Warning: Story and video contain coarse language.
Veteran reliever Trevor May announced his retirement from baseball Monday, but not before firing several parting shots at his now-former employer.
During a Twitch stream, May, who spent this past season with the Oakland Athletics, ripped into A’s owner John Fisher for his perceived mismanagement of the franchise.
“Sell the team, dude. … Let someone who actually takes pride in the things they own own something,” May said. “There’s actually people who give a shit about the game. Let them do it. Take mommy and daddy’s money somewhere else, dork.”
Oakland fans urged the owner to sell the team throughout the season. May bashed Fisher, calling him an absentee owner who’s unwilling to take criticism in person.

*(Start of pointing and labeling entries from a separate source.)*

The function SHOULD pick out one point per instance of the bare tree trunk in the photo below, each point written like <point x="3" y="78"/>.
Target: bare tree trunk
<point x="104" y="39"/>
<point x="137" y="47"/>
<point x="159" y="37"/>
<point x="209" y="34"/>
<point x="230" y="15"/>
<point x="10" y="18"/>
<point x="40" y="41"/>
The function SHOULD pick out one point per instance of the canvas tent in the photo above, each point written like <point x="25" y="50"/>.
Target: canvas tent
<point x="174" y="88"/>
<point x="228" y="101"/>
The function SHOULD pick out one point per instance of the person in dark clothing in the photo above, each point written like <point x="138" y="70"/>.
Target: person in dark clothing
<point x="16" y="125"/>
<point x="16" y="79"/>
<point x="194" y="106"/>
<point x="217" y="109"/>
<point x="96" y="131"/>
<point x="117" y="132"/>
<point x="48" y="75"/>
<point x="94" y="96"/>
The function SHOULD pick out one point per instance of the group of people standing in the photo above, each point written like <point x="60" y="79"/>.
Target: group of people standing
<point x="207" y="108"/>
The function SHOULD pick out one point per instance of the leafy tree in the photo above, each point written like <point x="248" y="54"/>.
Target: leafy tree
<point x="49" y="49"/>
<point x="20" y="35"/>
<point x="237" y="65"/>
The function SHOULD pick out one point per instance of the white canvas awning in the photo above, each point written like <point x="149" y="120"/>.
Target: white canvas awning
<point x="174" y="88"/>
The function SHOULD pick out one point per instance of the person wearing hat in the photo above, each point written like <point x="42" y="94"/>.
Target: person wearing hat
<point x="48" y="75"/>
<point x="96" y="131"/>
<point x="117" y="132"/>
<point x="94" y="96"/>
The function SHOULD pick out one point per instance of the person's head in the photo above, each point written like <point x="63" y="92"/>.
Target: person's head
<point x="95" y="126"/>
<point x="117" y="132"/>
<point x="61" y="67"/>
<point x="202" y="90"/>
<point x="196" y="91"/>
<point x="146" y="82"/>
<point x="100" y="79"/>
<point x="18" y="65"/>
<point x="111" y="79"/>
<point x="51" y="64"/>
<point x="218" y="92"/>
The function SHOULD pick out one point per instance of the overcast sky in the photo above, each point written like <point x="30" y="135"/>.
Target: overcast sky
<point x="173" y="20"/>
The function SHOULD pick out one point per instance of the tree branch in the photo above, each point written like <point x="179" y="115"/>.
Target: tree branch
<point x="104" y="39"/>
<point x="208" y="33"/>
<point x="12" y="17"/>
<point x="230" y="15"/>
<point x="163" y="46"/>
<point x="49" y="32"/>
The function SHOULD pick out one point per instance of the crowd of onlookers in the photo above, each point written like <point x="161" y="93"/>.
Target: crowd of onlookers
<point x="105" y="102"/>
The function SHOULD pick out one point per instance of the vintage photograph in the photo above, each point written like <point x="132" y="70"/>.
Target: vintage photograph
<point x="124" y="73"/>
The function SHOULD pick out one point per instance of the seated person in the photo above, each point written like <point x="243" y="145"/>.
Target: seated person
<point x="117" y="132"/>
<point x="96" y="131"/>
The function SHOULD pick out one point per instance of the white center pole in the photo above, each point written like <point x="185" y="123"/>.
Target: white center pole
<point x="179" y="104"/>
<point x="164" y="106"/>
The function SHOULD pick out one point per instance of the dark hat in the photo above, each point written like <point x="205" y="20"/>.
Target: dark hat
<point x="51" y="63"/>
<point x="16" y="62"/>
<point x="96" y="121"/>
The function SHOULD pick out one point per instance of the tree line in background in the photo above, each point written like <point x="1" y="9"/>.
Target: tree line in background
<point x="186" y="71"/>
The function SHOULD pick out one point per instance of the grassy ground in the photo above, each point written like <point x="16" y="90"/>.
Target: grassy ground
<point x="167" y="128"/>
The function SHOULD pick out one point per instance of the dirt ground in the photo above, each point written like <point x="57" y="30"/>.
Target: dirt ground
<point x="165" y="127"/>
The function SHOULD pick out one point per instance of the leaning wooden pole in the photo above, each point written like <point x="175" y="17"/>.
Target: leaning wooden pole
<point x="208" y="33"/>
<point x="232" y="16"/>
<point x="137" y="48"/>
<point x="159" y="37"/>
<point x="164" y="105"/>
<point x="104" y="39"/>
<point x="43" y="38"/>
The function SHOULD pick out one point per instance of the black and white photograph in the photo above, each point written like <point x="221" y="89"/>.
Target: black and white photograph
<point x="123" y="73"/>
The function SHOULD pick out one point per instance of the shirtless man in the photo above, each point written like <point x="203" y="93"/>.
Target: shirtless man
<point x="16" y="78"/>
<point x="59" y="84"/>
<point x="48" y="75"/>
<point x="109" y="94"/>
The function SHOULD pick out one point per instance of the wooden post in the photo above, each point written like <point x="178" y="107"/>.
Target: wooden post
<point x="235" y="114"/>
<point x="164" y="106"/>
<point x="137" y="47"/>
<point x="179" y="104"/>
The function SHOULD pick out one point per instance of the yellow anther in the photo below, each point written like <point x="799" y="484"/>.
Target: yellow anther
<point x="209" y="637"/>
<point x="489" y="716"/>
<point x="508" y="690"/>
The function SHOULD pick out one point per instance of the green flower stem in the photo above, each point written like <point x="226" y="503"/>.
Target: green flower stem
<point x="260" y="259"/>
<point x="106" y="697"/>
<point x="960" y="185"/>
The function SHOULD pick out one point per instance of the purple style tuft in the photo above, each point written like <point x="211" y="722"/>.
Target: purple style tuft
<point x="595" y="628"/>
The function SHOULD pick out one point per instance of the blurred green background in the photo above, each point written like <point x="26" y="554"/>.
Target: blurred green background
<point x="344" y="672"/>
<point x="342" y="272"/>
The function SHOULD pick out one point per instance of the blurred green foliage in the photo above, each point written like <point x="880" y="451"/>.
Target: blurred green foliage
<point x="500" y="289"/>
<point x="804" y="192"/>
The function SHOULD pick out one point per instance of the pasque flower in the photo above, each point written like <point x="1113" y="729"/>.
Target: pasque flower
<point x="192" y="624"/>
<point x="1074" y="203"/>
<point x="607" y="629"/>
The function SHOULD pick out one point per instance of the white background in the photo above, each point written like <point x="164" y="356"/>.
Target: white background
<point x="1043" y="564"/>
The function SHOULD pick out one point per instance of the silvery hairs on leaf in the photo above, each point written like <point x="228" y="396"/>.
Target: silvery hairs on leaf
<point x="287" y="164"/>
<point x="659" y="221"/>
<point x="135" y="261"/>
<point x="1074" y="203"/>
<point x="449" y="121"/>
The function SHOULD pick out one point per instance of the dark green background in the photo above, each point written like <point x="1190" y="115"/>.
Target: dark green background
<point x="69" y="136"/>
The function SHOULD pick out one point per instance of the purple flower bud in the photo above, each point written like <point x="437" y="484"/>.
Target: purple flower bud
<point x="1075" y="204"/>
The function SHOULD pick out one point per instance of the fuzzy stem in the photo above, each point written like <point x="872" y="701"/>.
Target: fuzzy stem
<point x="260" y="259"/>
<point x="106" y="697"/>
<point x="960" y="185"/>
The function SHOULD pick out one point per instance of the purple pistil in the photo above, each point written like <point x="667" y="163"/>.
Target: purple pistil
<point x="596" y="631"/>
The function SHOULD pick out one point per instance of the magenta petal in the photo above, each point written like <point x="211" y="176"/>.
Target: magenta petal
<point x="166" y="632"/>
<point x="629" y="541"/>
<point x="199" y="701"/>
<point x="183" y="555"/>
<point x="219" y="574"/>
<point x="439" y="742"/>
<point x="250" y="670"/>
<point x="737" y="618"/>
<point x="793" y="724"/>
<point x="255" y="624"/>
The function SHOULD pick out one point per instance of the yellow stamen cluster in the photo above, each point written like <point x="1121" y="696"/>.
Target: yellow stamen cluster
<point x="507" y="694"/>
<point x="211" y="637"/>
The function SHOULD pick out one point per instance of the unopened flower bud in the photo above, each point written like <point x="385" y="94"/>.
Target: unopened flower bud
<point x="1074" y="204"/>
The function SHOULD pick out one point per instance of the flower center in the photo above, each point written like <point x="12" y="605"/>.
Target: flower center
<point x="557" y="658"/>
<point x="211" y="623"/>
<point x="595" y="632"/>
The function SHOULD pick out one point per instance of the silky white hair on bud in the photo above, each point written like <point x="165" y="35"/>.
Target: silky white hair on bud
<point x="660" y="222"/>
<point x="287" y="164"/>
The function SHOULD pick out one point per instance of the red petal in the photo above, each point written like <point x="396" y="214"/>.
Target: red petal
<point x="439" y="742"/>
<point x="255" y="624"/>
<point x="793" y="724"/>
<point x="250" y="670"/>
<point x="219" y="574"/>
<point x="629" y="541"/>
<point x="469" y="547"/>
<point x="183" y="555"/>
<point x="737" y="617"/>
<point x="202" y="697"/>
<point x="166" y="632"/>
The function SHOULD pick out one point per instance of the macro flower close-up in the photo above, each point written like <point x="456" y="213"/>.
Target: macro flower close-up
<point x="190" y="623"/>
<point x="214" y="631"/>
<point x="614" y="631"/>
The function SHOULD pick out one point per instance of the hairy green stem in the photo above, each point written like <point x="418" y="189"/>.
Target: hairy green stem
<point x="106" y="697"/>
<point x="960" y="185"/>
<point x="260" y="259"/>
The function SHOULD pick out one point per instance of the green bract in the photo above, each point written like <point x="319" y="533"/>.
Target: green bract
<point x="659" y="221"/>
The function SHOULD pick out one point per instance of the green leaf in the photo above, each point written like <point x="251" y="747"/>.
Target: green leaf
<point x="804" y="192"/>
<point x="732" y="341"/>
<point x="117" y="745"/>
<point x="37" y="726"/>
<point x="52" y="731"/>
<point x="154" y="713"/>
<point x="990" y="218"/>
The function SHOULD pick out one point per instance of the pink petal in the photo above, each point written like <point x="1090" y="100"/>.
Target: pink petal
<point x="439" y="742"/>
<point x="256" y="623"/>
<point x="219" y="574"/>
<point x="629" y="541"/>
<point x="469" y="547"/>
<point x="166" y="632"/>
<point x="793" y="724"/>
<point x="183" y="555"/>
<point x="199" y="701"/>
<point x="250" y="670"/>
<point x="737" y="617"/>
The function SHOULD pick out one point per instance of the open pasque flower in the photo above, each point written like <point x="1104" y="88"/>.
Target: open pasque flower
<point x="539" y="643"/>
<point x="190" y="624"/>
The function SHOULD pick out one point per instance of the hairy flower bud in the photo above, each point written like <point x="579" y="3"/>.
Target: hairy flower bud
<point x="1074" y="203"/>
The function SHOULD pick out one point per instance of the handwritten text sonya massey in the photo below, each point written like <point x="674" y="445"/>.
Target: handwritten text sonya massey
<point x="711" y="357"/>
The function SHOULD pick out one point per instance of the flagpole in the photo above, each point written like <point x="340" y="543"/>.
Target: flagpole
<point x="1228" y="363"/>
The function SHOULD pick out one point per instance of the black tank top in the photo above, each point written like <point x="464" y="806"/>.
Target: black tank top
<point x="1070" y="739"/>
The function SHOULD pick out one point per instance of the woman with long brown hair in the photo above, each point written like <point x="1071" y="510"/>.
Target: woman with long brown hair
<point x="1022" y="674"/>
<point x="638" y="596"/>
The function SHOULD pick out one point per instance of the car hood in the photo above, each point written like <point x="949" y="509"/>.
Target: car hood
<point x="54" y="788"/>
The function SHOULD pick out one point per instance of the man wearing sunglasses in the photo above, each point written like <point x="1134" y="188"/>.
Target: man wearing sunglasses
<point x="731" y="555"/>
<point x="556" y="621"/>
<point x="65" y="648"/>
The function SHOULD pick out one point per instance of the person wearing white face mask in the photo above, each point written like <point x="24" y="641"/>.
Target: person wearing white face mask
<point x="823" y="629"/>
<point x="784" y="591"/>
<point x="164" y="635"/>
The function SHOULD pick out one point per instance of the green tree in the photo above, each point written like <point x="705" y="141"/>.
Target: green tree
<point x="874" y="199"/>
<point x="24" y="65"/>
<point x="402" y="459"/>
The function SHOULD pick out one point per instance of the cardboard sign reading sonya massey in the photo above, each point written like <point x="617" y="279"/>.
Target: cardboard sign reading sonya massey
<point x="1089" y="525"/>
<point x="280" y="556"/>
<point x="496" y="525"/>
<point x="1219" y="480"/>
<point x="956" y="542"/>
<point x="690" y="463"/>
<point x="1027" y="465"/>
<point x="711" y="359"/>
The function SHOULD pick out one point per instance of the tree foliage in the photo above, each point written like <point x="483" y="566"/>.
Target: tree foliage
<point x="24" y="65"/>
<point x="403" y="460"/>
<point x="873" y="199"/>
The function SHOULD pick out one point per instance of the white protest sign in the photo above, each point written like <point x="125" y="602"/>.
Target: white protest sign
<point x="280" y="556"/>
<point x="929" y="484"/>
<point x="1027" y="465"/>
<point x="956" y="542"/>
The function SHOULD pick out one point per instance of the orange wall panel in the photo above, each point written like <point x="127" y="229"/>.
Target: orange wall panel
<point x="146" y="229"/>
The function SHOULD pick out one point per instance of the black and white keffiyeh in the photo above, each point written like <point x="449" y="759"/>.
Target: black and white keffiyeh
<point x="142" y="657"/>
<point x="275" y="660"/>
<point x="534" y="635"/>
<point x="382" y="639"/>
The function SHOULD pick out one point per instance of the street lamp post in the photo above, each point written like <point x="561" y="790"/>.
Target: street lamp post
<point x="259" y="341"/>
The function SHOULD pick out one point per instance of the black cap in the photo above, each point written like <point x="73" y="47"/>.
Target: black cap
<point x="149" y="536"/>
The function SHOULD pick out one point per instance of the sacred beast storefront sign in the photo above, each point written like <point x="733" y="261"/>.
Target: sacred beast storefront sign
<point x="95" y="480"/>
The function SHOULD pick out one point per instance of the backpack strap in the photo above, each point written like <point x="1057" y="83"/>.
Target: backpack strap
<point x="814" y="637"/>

“If you’re gonna just be a greedy fuck, own it. There’s nothing weaker than being afraid of cameras,” May said. “So that’s one thing I really struggled with this year – was not eviscerating that guy.”
He added, “You shouldn’t have any (power) ’cause you haven’t earned any of it. … You got handed everything you have, and now you’re too soft to stand in front of (the team) or take any responsibility for anything you’re doing.”
Fisher first bought a stake in the Athletics as a partner of Lew Wolff in 2005, and he took over as the team’s managing partner in 2016. In recent years, he’s become a villain in Oakland for selling off the team’s stars to reduce payroll while openly flirting with a move to Las Vegas.
Earlier this year, the A’s announced plans to build a new 30,000-seat ballpark on the Las Vegas strip after attempts to build a new stadium in Oakland fell through. Fisher officially filed for permission to move the team in August.
May only pitched one season for the A’s, joining on a $7-million deal last December. He enjoyed a solid final season in the majors, collecting 21 saves along with a 3.28 ERA in 49 appearances.
May was originally a fourth-round pick of the Philadelphia Phillies in 2008. He made his MLB debut six years later with the Minnesota Twins. He finished his career with a 36-28 record, a 4.24 ERA, 520 strikeouts, and 33 saves across parts of nine seasons with the Twins, A’s, and New York Mets.
After struggling during the early parts of this year, the right-hander revealed he considered retiring because of anxiety, which was made worse by the implementation of the pitch clock.